The U.S. dollar reached 150 Cuban pesos (CUP) this Saturday in the informal market for the first time since the 1990s, when the country experienced the crisis of the so-called “Special Period.”
“For the first time, since the 1990s, the dollar reaches the value of 150 Cuban pesos, according to the reference values of our Representative Rate of the Informal Market,” assured the independent media outlet El Toque, which publishes daily a rate of unofficial change, quoted by EFE news agency.
This rate, according to the publication itself, is calculated “from the median of the numbers written in advertisements for buying and selling currencies in social network groups and classified sites.”
This Sunday, the U.S. currency maintained the same value, which equalized it with the euro, while the virtual currency called MLC, backed by foreign currencies and used to buy at authorized times through magnetic cards, was It was trading at 149.
In turn, the state Exchange Houses (known as Cadeca) yesterday sold the green ticket at 123.60 CUP and bought it at 110 CUP. This Sunday, those operations would be carried out at 124.80 and 109.20 CUP.

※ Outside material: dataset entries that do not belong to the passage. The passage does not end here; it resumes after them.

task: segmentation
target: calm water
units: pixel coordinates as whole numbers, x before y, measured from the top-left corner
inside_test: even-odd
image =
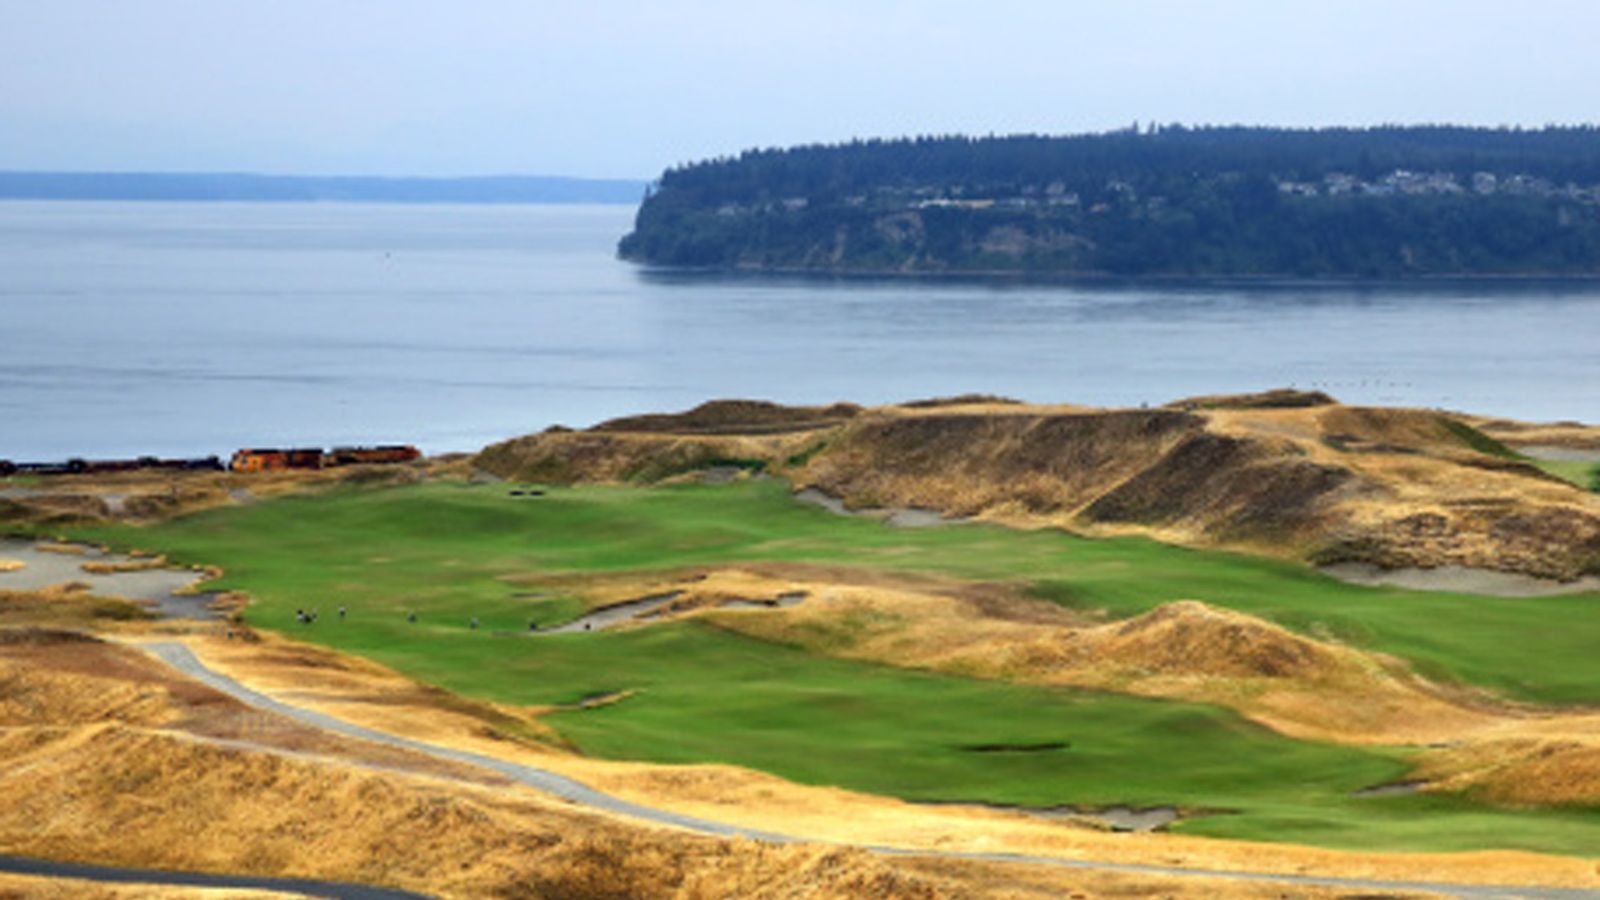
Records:
[[[1600,421],[1600,286],[713,279],[623,207],[0,203],[0,457],[471,450],[714,397],[1350,401]]]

To correct the disparity between the official exchange rate of 24 Cuban pesos per dollar, the Cuban government announced last August that it would buy dollars and sell them in a limited way depending on the availability of the note in banks, EFE recalled.
Cuban Minister of Economy Alejandro Gil said at that time that the objective is “to recover the purchasing power of wages in Cuban pesos,” to reach a “single exchange rate” and to attack “the main problem of the Cuban economy, which is the lack of foreign currency,” the Spanish news agency added.

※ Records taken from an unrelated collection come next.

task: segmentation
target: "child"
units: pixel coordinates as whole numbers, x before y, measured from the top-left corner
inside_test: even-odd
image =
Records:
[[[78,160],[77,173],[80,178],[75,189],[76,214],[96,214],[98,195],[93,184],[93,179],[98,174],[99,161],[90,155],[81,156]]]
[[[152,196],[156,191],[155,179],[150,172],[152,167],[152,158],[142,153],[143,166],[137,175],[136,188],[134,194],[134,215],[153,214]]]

The measure also reaches other foreign currencies in Cuba.
The dollar, which had not reached a value as high as the current one since the “Special Period,” began to appreciate progressively — and to the detriment of the CUP — since its official exchange rate was unified at 24 to 1 in January 2021, as part of a broad economic reform called Task of Reorganization.
This situation occurs in a context of severe economic crisis, exacerbated by the impact of the pandemic, the sanctions of the United States and the difficulties and internal deficiencies. In this scenario, inflation has multiplied on the Island, as well as the lack of basic products such as food and medicine.